Таким образом, хотя на сцену выводятся в поэме типы двух жизней – «мирской» и «духовной», но, в сущности, дело сводится опять, собственно, к спору между «Пороком» и «Добродетелью». По крайней мере, в том впечатлении, какое выносишь из чтения поэмы, как-то невольно смешиваются одно с другим или, вернее, одно вместо другого, как синонимы, понятия «жизнь порочная» вместо «жизнь мирская» и «жизнь добродетельная» вместо «жизнь духовная». Сам поэт положительно дает повод к такому смешению, влагая в уста «Духовной жизни» следующие, например, слова, обращенные к «Мирской жизни»: «Ничто не кажется тебе страшным; ты не боишься и самых великих пороков, потому что роскошная жизнь препятствует тебе судить здраво» [536]

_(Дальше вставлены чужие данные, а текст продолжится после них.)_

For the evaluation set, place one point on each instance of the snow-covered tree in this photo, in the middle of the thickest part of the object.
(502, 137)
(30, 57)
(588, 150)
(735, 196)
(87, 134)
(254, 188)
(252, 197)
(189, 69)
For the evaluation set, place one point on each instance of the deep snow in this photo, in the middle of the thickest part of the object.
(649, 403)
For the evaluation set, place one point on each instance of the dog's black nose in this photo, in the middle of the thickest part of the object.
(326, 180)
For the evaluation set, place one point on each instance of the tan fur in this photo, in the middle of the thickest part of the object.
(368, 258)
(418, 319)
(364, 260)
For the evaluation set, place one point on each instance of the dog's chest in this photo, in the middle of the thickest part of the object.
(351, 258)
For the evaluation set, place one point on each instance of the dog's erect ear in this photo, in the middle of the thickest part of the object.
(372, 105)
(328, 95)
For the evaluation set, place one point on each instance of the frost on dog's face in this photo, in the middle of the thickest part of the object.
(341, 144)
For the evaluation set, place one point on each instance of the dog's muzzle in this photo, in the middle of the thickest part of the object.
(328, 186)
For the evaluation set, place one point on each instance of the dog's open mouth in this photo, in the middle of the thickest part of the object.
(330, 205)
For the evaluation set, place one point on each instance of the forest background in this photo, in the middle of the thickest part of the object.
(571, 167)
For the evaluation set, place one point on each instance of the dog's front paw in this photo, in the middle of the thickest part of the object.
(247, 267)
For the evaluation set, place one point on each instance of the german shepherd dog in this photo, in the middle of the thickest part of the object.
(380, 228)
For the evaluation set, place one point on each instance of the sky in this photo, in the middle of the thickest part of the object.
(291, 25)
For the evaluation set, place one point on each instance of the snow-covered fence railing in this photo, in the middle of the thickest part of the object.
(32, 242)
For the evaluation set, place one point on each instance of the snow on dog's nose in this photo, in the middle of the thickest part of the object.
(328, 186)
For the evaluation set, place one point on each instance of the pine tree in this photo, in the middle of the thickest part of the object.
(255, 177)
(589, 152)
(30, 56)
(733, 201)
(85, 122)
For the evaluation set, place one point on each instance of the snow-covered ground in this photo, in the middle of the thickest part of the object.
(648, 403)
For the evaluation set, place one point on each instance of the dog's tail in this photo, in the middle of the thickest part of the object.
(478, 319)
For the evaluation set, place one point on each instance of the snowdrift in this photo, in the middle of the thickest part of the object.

. С литературной, собственно, точки зрения поэма эта несомненно принадлежит к числу весьма колоритных произведений. Искреннее воодушевление поэта идеей пьесы весьма заметно и выгодно отобразилось и в самом стиле ее. Интерес и занимательность ее поддерживаются еще сатирическим элементом, тонким, чисто национальным греческим юмором, проникающим по местам в речь «Духовной жизни»; развивая, например, замечательную мысль, что бедность предпочтительнее богатства в гигиеническом отношении, «Духовная жизнь» иронизирует: «И Бог, уравнивая дары Свои, бедным дал крепость сил, а богатым – лекарства. Богатые не находят удовольствия и в том, чем обладают; часто ищут, кому бы передать по наследству свое бремя, завидуют здоровым, которые беднее их. Чем же, собственно, богаты эти злополучные счастливцы? Опухоли, простуды, подагры, ревматизмы, отяжеление, бледность, расслабление – вот достояние богатых, вот выгодная нажива их!»[537]Язык поэмы сжат, силен, точен, ровен и близок к простоте и красоте безыскусственной народной поэзии; вместо ловко подобранных риторических орнаментов, чем порой погрешает поэт в дидактических стихотворениях, он употребляет здесь простые, но меткие и характерные народные присловия и поговорки, выражающие практические истины житейского опыта. К таким выражениям и оборотам, сильным, в особенности, в подлинном языке, относятся, например, следующие: «Волос и изблизи пересечь стрелой нелегко» (ст. 87); «Ночь полагает конец дню, а день – ночи: радость сменяется скорбью, а бедствие оканчивается чем-нибудь приятным» (ст. 178–179); «Одна ласточка не приносит прекрасной весны, а один седой волос – старости» (ст. 242–243) и т. п. Наконец, самая форма изложения поэмы – поэтический диалог, показывающая необыкновенную гибкость таланта поэта, живо напоминает композицию одного из совершеннейших произведений классической греческой поэзии – драматической пьесы Эсхила «Скованный Прометей». «
К одной же категории с рассмотренными образцами, но только скорее по предметам содержания, чем по художественно-литературным достоинствам следует отнести и следующие мелкие стихотворения: «К деве» (№ 4); «К монахам» (№ 5); два стихотворения «На целомудрие» [и «О чистоте»] (№ 6 и 7) и «Увещевательное послание к Геллению о монахах» (№ 1; кн. II, разд. II).